11. The receiver monitor of claim 10, wherein the transmitter signaling device comprises a transmitter signaling controller and one or more light sources, the transmitter signaling controller being operative to select and operate a selected one of the light sources to transmit an appropriate optical control signal to the transmitter.

12. The receiver monitor of claim 11, wherein the transmitter signaling device is operative to send a normal operation signal to the transmitter when the receiver sensing signal indicates that the optical power dissipation of the optical signal falls within normal limits and wherein the transmitter signaling device is operative to stop sending the normal operation signal whenever the receiver sensing signal indicates that the optical power dissipation of the optical signal falls outside normal limits.
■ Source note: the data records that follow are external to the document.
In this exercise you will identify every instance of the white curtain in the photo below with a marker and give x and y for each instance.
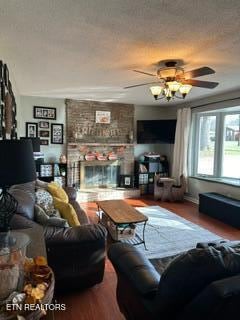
(180, 152)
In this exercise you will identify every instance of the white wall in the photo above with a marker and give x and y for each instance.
(52, 152)
(154, 113)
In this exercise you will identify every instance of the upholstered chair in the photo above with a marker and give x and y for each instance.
(158, 188)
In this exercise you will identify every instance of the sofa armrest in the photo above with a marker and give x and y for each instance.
(75, 235)
(217, 298)
(18, 221)
(129, 261)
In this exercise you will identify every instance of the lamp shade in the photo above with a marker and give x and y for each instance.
(16, 162)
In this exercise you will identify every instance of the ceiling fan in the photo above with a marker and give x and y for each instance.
(172, 80)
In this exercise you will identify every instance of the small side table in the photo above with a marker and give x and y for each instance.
(167, 189)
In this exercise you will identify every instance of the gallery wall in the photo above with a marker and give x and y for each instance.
(51, 152)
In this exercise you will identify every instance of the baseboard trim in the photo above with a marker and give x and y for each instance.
(191, 199)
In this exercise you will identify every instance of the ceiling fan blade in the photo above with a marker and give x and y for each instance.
(198, 72)
(139, 85)
(147, 73)
(201, 84)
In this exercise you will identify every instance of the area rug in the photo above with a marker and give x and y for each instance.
(168, 234)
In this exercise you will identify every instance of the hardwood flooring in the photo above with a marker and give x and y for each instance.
(100, 302)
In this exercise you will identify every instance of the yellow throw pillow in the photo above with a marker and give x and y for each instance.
(57, 191)
(67, 212)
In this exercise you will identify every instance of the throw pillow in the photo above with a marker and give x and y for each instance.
(41, 184)
(57, 191)
(67, 212)
(45, 200)
(42, 218)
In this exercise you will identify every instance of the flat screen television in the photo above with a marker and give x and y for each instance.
(156, 131)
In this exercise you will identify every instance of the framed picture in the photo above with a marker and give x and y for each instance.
(31, 130)
(44, 113)
(103, 117)
(43, 133)
(56, 133)
(126, 181)
(44, 142)
(43, 124)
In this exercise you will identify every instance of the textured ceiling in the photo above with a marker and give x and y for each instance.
(86, 49)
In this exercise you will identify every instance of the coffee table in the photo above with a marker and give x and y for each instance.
(119, 212)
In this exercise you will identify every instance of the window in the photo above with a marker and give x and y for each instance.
(216, 144)
(206, 150)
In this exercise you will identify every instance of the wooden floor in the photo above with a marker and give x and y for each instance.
(99, 302)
13. A method of optical transmitter control, comprising the steps of:

sensing the dissipation of optical power of an optical signal; and

controlling the transmitter based on the sensed dissipation.

14. The method of claim 13, wherein the step of adjusting the transmitter based on the sensed dissipation includes interpreting the sensing signal to determine whether the sensed dissipation falls outside normal limits and shutting off the transmitter if the sensed dissipation falls outside normal limits.

15. The method of claim 14, wherein sensing the dissipation of optical power of the optical signal includes sensing a return signal conducted into the transmitter from an optical cable.

16. The method of claim 15, wherein the return signal includes a component comprising reflections of the optical signal back into the transmitter along the optical cable and wherein an excessive level of reflection is interpreted as indicating improper dissipation of optical power.

17. The method of claim 16, further comprising the steps of:

sensing the optical power dissipation of the optical signal at an optical receiver;

transmitting a control signal to the transmitter to adjust the transmitter based on the sensed dissipation at the receiver.

18. The method of claim 17, wherein the control signal includes a component indicating normal operation when the receiver sensing signal indicates that the optical power dissipation of the optical signal is within normal limits.

19. The method of claim 18, wherein the control signal does not include a component indicating normal operation when the receiver sensing signal indicates that the optical power dissipation of the optical signal falls outside normal limits.

20. The method of claim 20, wherein the control signal includes a component indicating abnormal operation when the receiver sensing signal indicates that the optical power dissipation of the optical signal falls outside normal limits.